Unselected multivariable models were constructed to adjust maximally for confounding and included all variables described in the Covariables section. The possible effect of time was taken into account by stratifying the analysis by the time of case occurrence: cases occurring in the first year of follow-up and those after 1 year of follow-up. The crude and adjusted RRs for CHF were determined through conditional logistic regression. Subgroup analyses were created on the basis of age groups, or comorbidities, such as diabetes or hypertension.

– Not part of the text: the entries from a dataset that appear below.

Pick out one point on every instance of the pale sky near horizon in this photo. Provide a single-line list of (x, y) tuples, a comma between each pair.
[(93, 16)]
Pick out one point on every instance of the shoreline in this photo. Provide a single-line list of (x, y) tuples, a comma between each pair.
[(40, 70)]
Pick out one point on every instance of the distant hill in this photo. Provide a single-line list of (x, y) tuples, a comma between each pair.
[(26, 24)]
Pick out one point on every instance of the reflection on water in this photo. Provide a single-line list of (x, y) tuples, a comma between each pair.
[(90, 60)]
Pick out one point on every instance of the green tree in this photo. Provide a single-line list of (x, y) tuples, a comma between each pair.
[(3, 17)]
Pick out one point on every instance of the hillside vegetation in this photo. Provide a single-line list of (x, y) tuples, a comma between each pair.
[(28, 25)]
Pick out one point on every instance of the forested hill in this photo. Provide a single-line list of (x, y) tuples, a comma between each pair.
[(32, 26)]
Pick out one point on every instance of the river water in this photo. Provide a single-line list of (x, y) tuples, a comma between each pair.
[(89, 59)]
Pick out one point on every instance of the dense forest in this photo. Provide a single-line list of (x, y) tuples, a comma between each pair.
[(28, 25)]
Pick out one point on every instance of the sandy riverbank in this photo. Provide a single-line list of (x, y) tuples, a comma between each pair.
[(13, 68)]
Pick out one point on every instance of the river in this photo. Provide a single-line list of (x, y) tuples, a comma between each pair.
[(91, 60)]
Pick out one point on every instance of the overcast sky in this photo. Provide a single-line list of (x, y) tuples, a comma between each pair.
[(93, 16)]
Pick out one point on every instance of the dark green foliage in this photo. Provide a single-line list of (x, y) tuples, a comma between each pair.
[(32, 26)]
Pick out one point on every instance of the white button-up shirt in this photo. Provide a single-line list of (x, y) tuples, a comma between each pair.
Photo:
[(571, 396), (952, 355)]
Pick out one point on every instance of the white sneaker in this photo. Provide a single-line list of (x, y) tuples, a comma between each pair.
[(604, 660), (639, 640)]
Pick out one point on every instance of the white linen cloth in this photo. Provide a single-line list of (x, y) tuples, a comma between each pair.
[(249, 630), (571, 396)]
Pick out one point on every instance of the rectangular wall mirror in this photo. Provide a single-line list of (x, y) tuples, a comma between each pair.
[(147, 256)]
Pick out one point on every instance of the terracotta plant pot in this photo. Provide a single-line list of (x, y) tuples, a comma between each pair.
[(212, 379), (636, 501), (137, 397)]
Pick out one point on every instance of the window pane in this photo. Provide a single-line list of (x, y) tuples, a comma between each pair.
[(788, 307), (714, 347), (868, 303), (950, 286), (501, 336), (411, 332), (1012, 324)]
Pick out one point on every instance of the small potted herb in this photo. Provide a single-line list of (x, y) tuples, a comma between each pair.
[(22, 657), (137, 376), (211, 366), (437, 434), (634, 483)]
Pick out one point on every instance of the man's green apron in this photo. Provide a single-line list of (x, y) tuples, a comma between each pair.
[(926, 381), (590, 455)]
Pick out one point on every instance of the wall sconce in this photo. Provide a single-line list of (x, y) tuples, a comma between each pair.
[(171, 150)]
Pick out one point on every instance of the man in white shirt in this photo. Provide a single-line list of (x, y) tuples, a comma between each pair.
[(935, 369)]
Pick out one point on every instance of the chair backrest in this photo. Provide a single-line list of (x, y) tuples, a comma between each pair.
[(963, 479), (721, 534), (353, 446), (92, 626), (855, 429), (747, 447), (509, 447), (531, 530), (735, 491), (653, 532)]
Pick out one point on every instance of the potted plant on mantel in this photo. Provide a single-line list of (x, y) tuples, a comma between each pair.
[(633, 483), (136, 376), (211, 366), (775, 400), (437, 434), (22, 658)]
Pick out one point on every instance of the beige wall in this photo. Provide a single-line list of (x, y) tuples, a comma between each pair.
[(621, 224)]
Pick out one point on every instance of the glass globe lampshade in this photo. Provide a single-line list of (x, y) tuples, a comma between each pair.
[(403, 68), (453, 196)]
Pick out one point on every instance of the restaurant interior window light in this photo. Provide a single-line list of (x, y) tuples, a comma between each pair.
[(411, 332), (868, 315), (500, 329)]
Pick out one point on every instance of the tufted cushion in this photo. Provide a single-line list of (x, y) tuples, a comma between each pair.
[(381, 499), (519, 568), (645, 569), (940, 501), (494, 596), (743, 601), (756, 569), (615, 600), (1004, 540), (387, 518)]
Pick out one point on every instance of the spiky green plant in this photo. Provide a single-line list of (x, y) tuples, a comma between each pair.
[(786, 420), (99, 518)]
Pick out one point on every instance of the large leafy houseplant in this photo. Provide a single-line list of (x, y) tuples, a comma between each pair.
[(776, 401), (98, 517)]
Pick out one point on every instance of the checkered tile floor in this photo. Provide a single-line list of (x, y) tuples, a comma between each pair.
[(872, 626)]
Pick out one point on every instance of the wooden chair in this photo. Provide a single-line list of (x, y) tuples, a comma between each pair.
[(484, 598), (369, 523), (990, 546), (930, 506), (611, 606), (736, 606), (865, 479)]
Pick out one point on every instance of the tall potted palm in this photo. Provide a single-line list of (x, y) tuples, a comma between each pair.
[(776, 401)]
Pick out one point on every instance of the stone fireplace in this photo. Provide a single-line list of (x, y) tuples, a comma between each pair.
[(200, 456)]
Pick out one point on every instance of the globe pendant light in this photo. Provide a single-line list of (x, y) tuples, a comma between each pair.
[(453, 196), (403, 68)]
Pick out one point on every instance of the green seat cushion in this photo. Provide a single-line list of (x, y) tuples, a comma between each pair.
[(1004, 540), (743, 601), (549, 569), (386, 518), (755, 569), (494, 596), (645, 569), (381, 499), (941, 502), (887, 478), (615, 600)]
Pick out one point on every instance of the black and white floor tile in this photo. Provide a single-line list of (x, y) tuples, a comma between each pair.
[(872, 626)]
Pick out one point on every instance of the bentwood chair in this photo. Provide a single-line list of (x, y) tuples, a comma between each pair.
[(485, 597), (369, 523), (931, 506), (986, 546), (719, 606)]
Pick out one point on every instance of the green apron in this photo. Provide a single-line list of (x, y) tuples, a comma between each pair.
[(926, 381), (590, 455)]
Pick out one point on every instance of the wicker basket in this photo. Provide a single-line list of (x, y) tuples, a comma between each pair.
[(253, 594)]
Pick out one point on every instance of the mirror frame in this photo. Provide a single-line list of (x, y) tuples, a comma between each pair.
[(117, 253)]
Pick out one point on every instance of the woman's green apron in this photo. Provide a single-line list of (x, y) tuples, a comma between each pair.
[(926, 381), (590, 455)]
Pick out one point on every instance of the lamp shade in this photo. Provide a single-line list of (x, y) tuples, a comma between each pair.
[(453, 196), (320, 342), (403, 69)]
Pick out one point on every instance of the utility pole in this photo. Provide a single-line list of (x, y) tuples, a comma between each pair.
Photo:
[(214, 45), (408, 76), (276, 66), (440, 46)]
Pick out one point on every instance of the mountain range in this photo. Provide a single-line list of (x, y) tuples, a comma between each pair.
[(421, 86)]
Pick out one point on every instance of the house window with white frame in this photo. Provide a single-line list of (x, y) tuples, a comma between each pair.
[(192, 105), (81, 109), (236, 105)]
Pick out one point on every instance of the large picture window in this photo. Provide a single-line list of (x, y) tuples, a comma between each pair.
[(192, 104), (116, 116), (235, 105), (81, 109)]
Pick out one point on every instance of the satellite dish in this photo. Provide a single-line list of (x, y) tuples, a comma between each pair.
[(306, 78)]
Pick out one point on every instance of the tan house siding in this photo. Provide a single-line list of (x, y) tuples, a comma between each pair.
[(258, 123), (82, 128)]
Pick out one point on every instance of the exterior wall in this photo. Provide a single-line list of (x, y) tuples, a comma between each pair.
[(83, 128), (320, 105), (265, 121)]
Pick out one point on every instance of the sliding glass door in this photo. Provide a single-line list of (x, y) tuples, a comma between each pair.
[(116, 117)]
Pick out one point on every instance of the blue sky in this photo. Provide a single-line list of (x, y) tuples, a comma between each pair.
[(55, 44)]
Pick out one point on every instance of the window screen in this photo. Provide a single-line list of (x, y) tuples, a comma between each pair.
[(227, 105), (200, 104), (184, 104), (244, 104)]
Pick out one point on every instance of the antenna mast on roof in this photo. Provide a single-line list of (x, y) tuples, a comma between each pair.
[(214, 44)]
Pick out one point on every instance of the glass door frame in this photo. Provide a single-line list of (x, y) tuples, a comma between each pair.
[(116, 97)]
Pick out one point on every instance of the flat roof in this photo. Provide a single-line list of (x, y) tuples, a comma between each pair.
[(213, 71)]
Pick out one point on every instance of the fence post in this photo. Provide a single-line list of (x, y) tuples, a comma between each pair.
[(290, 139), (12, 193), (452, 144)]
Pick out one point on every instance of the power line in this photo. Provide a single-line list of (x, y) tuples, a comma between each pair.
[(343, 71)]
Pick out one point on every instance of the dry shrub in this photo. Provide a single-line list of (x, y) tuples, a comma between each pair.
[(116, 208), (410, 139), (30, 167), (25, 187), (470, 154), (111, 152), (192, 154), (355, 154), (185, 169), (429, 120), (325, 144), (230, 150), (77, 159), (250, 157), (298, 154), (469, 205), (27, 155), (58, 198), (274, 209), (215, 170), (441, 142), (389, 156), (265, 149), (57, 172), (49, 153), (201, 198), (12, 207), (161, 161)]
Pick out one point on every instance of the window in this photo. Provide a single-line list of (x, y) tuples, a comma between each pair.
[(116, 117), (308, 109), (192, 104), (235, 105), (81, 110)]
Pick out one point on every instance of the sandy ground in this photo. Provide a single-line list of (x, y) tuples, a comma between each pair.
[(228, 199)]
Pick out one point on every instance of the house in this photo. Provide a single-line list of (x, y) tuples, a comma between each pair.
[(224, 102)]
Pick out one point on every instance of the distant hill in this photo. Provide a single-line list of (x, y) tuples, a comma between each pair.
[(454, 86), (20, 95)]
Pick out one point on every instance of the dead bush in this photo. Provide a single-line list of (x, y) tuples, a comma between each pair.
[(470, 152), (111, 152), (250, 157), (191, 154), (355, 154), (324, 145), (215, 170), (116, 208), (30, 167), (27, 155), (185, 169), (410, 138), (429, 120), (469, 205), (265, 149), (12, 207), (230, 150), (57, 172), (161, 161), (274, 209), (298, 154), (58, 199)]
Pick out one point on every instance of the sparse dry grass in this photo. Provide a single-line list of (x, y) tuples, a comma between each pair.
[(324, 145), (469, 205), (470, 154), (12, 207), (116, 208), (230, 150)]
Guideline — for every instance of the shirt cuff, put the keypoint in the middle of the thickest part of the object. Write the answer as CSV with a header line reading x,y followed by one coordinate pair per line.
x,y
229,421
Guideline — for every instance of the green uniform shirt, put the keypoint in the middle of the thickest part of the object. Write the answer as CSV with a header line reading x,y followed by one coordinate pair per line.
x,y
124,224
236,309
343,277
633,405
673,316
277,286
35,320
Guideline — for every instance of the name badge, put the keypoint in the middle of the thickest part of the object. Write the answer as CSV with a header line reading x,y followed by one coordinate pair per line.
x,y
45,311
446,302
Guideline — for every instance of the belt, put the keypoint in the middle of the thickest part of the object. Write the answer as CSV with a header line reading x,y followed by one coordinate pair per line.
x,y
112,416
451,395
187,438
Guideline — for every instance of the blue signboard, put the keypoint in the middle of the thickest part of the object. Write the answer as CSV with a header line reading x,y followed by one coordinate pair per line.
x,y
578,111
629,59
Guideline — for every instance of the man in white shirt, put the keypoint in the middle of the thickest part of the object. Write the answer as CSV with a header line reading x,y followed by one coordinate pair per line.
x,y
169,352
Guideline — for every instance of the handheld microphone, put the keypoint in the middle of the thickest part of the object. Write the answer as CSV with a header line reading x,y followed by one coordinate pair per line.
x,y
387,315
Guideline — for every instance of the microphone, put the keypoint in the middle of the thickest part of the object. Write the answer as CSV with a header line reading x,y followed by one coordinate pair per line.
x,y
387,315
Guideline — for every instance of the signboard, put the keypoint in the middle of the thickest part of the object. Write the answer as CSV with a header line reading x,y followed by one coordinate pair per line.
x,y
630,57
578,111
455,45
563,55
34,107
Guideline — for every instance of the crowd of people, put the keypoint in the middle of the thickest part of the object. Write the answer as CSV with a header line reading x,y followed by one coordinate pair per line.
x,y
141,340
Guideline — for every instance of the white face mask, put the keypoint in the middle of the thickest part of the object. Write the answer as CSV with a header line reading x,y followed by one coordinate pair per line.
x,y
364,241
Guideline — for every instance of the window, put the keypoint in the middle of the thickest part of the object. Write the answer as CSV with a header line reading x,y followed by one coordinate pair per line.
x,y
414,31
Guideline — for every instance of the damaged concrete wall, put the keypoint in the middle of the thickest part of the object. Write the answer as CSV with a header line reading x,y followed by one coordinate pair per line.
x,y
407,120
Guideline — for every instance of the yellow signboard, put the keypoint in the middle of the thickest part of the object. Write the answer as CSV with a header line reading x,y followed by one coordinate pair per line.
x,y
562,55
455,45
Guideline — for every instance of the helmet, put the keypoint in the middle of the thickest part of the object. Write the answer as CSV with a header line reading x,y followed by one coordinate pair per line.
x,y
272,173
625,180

The robustness of our findings with regard to potential biases introduced by unmeasured confounders was evaluated by using a Monte-Carlo approach proposed by Greenland [39, 40]. We created several scenarios with different risk factors between the confounder and CHF [4143]. For each scenario, the prevalence of the unmeasured confounder across adherence categories was changed. Using this analysis, we determined how the RR changes after adjusting for the unmeasured confounder. Residuals from regression models were assessed for violations of the assumptions of multicollinearity or deviance [44, 45]. All analyses were performed using Statistical Analysis System Software (version 9; SAS Institute, Cary, NC, USA). All analyses with 95% confidence intervals (CI) are presented.

Ethical considerations

No identifiers related to patients or physicians were provided to the researchers. The Research and Ethics Committee of the University of Montreal approved the study.

Results

Patient characteristics

A flow chart of the selected cohort is shown in Figure 1. Of the 111 481 identified patients, the mainly prescribed statins were atorvastatin, pravastatin and simvastatin (Table 1). Comparison of baseline demographic and clinical characteristics revealed no major differences across the statins. Regarding the distribution of daily doses, we found that in most cases lower doses of statins were prescribed.

Figure 1.

Figure 1

Flow chart of inclusion and exclusion criteria* *Exclusion criteria were assessed in the 2 years preceding the index date for the medication and in the 5 years preceding the cohort entry for hospitalizations, diagnosis, or medical procedures

Table 1.

Characteristics of patients initiating a new statin treatment in Quebec RAMQ database in 1999–2004

Atorvastatin Fluvastatin Lovastatin Pravastatin Rosuvastatin Simvastatin
Number of patients 70 269 2207 812 13 660 7782 16 747
Follow-up time (continuous) 1 055 (±606) 1514 (±614) 1498 (±644) 1 322 (±642) 427 (±135) 1 157 (±603)
Mean dose (mg) 13 (±6) 26 (±10) 21 (±6) 20 (±8) 11 (±3) 17 (±9)
Mean age (continuous) 63 (±10) 63 (±10) 63 (±10) 64 (±10) 63 (±10) 64 (±10)
Sex (% male) 42 35 34 37 45 41
Social assistance (%) 16 18 18 15 14 14
Diabetes mellitus (%) 21 15 15 19 21 23
Hypertension (%) 49 46 43 48 52 52
Respiratory diseases (%) 10 9 9 10 10 10
Antidepressant drugs (%) 9 8 10 9 10 9
Anxiolytic drugs (%) 25 27 29 26 24 26
Dose distribution
5 mg 1% 0% 0% 0% 1% 6%
10 mg 78% 0% 7% 16% 95% 43%
20 mg 19% 62% 87% 70% 4% 44%
40 mg 1% 38% 6% 8% 0% 7%
80 mg 0% 0% 0% 0% 0% 0%

At the treatment initiation.

ICD-9 or pharmacological treatment in the year prior to the cohort entry.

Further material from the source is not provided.